Introduction to Embree 2.1 - Part 1

Published:01/25/2014   Last Updated:01/24/2014

This is part of a series of blogs on Embree, a collection of high performance ray tracing kernels. Embree has been released open source since version 1.0. Version 2.0 was released during SIGGRAPH 2013 and Embree 2.1 was published on github just before Christmas 2013. The official web site has an overview on Embree with links to source code and example data sets. I'm not going to duplicate what's already been said over there and in the README.txt. They already include detailed instructions on how to get the source code, build, and run Embree with the example scenes. This series of blog articles will focus on the usage of Embree from a developer's perspective. I have been using Embree on Linux, but all information presented here should be relevant as well if you use other environments (Windows/Mac).
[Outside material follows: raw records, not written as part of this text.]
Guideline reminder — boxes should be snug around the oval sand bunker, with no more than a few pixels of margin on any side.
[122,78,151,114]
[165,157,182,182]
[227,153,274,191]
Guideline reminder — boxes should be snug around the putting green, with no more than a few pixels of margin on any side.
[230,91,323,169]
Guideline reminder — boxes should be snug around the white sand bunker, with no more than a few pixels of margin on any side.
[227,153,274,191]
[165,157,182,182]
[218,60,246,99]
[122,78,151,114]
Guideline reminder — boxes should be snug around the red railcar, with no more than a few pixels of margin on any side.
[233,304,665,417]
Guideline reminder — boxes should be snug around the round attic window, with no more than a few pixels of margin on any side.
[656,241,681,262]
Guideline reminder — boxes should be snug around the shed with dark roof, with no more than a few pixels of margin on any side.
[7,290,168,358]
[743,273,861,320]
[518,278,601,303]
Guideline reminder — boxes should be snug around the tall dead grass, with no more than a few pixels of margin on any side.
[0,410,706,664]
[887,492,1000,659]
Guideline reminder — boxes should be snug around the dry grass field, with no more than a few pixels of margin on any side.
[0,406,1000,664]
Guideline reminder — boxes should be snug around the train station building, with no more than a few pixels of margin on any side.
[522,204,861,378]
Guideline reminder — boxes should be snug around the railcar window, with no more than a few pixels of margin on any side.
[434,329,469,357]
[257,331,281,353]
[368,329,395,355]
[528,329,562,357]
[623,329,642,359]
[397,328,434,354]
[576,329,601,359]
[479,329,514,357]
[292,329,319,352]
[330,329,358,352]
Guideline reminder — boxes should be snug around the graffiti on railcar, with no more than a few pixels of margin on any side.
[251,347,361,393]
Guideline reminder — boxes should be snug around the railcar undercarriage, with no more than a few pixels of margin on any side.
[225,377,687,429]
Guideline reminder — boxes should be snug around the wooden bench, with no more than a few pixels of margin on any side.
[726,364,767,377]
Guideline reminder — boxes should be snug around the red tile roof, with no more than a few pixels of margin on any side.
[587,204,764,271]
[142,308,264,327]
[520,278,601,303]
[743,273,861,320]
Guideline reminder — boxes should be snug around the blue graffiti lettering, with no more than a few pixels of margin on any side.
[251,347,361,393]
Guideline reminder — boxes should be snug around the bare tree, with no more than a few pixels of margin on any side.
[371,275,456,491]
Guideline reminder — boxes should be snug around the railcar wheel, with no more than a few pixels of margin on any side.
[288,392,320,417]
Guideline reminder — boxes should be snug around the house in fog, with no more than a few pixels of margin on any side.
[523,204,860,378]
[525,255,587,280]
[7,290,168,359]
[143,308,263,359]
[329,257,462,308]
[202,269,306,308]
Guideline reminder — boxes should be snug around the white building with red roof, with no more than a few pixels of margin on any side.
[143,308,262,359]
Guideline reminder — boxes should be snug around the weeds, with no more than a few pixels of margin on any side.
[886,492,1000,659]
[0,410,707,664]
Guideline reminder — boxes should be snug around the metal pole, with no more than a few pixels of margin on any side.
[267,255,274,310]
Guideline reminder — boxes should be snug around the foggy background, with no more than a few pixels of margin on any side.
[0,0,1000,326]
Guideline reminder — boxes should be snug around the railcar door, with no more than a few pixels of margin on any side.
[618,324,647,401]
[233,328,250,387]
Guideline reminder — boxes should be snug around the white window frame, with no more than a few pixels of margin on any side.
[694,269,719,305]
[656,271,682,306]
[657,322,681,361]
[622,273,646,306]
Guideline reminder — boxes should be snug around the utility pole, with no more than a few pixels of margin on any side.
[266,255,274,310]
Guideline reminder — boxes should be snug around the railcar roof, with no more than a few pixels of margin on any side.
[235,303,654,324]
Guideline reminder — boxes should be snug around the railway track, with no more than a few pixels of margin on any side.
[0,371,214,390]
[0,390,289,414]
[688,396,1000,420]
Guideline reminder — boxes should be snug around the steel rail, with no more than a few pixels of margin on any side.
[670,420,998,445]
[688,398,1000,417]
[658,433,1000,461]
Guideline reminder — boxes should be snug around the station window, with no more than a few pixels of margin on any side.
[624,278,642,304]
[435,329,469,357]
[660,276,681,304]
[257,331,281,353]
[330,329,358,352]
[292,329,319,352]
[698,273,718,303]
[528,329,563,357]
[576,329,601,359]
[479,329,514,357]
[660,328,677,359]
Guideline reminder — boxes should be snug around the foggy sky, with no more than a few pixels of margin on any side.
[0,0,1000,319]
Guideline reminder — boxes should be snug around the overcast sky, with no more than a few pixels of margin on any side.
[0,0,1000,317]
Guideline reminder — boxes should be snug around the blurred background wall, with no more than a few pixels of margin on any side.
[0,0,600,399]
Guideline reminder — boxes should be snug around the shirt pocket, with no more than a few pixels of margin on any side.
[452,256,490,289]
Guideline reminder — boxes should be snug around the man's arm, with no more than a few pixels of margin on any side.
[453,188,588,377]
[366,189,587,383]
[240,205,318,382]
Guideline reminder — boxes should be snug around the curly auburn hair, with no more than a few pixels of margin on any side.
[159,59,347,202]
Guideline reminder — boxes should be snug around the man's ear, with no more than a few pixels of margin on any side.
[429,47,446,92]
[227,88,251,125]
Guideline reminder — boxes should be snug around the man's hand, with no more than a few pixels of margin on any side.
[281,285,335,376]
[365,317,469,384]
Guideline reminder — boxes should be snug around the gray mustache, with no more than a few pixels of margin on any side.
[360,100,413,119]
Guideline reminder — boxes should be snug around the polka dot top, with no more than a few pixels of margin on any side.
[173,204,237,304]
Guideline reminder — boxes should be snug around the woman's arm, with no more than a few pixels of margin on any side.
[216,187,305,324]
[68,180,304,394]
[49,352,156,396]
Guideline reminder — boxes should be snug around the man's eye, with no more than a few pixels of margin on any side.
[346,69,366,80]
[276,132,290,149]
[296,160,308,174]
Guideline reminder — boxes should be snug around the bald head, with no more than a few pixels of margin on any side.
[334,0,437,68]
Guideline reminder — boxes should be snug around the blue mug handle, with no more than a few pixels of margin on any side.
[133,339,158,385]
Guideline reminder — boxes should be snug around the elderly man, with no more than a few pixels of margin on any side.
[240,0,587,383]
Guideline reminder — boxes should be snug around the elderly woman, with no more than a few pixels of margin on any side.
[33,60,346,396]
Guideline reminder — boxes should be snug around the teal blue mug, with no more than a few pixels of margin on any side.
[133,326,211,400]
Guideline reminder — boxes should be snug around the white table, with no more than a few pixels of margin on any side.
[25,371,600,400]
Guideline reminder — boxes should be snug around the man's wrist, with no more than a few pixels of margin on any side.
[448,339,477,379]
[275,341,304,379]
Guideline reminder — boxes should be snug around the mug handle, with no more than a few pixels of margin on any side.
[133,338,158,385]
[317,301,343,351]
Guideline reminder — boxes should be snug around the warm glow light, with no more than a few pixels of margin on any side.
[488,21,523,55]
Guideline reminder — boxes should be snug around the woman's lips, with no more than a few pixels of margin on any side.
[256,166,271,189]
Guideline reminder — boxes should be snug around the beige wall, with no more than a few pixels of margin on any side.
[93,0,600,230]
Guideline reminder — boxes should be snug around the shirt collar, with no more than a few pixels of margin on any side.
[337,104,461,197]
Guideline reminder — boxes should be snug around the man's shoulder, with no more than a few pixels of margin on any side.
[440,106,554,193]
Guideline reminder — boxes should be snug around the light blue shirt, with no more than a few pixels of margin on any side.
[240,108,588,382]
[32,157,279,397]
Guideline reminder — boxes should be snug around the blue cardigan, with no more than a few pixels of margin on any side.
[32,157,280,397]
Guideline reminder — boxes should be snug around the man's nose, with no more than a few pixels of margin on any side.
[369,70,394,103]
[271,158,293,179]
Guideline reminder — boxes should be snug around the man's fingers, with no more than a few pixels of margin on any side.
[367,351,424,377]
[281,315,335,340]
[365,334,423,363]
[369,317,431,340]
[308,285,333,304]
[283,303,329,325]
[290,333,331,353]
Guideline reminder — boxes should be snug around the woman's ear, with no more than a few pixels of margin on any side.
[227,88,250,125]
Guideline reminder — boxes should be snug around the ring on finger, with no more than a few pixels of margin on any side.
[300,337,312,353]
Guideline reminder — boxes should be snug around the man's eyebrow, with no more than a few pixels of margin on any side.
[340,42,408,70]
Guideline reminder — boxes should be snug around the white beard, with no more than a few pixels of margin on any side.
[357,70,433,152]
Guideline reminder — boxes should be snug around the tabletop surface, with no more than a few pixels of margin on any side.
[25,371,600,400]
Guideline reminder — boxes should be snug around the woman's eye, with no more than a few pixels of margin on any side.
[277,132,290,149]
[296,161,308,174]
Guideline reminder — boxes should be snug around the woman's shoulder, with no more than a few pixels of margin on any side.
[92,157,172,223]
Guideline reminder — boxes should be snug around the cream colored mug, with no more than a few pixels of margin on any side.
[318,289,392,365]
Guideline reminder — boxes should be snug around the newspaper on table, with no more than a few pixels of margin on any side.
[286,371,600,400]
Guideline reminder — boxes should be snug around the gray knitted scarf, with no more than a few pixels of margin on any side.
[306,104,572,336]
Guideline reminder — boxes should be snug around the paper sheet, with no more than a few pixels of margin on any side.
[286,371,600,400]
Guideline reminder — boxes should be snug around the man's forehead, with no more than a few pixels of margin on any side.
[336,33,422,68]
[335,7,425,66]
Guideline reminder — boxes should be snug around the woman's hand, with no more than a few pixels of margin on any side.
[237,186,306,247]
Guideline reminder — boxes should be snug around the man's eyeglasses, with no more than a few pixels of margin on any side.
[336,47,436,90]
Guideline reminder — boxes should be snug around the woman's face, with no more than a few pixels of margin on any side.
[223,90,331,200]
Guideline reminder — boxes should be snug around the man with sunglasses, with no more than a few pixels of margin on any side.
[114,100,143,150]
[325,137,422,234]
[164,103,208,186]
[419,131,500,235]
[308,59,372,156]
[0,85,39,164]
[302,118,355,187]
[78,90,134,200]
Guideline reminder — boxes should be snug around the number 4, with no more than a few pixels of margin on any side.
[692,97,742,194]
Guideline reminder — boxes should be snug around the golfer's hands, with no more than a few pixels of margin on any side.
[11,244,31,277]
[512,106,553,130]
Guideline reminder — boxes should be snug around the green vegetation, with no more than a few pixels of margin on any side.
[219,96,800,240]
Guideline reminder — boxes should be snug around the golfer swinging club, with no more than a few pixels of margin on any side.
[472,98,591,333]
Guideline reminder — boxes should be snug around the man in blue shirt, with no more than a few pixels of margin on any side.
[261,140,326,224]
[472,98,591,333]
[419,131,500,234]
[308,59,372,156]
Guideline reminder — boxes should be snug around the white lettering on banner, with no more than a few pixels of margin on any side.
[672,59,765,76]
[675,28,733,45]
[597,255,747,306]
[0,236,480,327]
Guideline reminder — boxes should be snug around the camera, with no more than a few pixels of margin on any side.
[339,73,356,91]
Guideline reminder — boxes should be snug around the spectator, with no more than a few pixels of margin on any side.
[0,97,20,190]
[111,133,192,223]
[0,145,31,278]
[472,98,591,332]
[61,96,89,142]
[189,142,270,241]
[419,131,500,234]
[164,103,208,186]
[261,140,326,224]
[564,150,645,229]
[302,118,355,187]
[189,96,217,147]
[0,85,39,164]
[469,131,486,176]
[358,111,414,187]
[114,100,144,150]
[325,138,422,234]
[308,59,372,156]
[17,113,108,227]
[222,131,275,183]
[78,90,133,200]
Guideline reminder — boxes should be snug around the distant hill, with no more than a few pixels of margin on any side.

Embree 2.0 was a dramatic change from version 1.0: it added support for Intel Xeon Phi and used Intel ISPC as the primary SIMD programming language for packet ray tracing. Embree 2.1 is also quite a bit of change from 2.0, it introduced a new kernel API that supports user extensions on primitive types, instancing, as well as more flexible ways to structure the scene. Since version 1.0, Embree has always bundled the kernels with an example path tracer. This also changed in version 2.1 where the kernels were released separately from the reference path tracing renderer. All of these are a lot of information to absorb, but I will try to cover them in the subsequent blogs.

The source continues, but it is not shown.